Thursday, June 24, 2021

Pools Can't Carry Rivers

I'm completely useless 

at anything other than friends.

I can't do good for anyone beyond that,

and that's alright,

thats fair.


I was just not made for the rest.

It's not inside me, my shallow depths

are clear and blue, but shallow nonetheless.


Throughout the listless pools and restless waters

I am fine as I was made.

Regardless of how I would like to,

I'm an argument that holds no water.

I'll remain a leaking pail, and spill

your feelings,

all, like rain.


When the tears slow down and the ripple's settled,

When the tide has fallen once again,

Back at you, what is reflected?

Is it your face?

Black Crystal

Something lurks in the call of night,

Transparent and black glass.


Stacked of crystalline thin bones

breaking apart the light.


Glittering sounds under the rain, it's singing

Songs of eons and love and pain.


Long along had it cast far the stinging

world that bore them, and bound the chain.


When the ink begins to bleed the paper

And the morning begins to pry, 

crawling its way along the horizon. 

Mischievous, charming, they crack a smile.


At night the black, bright, crystal howls.

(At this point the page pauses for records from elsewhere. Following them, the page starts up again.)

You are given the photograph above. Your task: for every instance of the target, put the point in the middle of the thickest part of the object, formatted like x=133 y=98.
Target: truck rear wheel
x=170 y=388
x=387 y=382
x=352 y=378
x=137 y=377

Deep in their castle, upon the clouds.


And they're breathing whispers come near the daybreak,

sunlight's performing, dapper, devilish heartache.



Friday, June 11, 2021

Cinnamon Tea

You say your lips are bleeding and you can’t tell why.

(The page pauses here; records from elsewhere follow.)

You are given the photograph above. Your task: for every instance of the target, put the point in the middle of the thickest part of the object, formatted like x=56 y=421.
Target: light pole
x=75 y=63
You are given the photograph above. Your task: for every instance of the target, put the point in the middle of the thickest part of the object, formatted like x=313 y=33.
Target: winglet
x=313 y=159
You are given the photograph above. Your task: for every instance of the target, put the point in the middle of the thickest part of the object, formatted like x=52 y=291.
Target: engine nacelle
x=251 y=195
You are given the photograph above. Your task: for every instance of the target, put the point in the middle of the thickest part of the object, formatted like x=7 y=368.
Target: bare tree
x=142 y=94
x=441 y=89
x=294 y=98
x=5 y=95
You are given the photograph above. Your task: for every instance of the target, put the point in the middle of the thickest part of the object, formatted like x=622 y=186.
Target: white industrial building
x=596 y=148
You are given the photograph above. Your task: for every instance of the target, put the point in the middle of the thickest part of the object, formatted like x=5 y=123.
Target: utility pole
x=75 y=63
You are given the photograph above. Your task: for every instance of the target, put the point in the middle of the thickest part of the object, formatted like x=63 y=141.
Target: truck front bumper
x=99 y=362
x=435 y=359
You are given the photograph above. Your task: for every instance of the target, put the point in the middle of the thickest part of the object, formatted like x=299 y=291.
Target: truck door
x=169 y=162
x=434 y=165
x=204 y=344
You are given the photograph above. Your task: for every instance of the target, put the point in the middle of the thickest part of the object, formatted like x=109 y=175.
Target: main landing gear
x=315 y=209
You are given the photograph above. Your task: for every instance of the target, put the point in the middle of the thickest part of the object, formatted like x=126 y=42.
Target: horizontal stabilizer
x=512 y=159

But there you go, you keep

Licking my heart up from the blade side.


You say you’re burning up, with feverish cheeks.

When your lips bear the stain of liquor,

And your tears crawl down my drain like rancid cinnamon tea.


You say your skin runs cold as the linens fall, unfold... 

But somehow you suppurate warmth, insistent, onto the mattress. 

And you cling to the knife, affection virulent, rife, uninvited.

Violent.


Then you blossom on my skin,

reddened, purple, crystalline. 

Sunday, June 6, 2021

The songs won't play without glitching.

 I realized tonight:

That it is not wrong of me to be afraid,

That is it not wrong of me to be affected.


To think about you

To still think of you. 

To breathe heavy, to speak of my memories and feel

as shivers and shakes slowly crawl from within my bones.


I shall not be embarrassed, I mustn't.

Because it was not a simple heartbreak

for me to heal from quickly and forget,

it was horror, it was pain, your screams pulsating in my brain.


The desire to vomit out my heart and my guts,

to say goodbye to any piece of me that could feel,

is nothing of which I shall draw any shame.

And I needn't accept the blame.


I realized the guilt you paint on me is not my business.

You who cannot see the role you play in your own misery.

If I was so evil, why am I so afraid?

I realized the sting is not love but lightning.


The quick heart beat and the electric static, making my hair stand up on end.

I am not embarrassed to feel afraid even though I am stronger.

And the reason you hang around my mind is not any love but unfinished business,

the me in your arms is but a ghost of past days. Of you and I, all that remains

is the splintered bones and skin I've shed.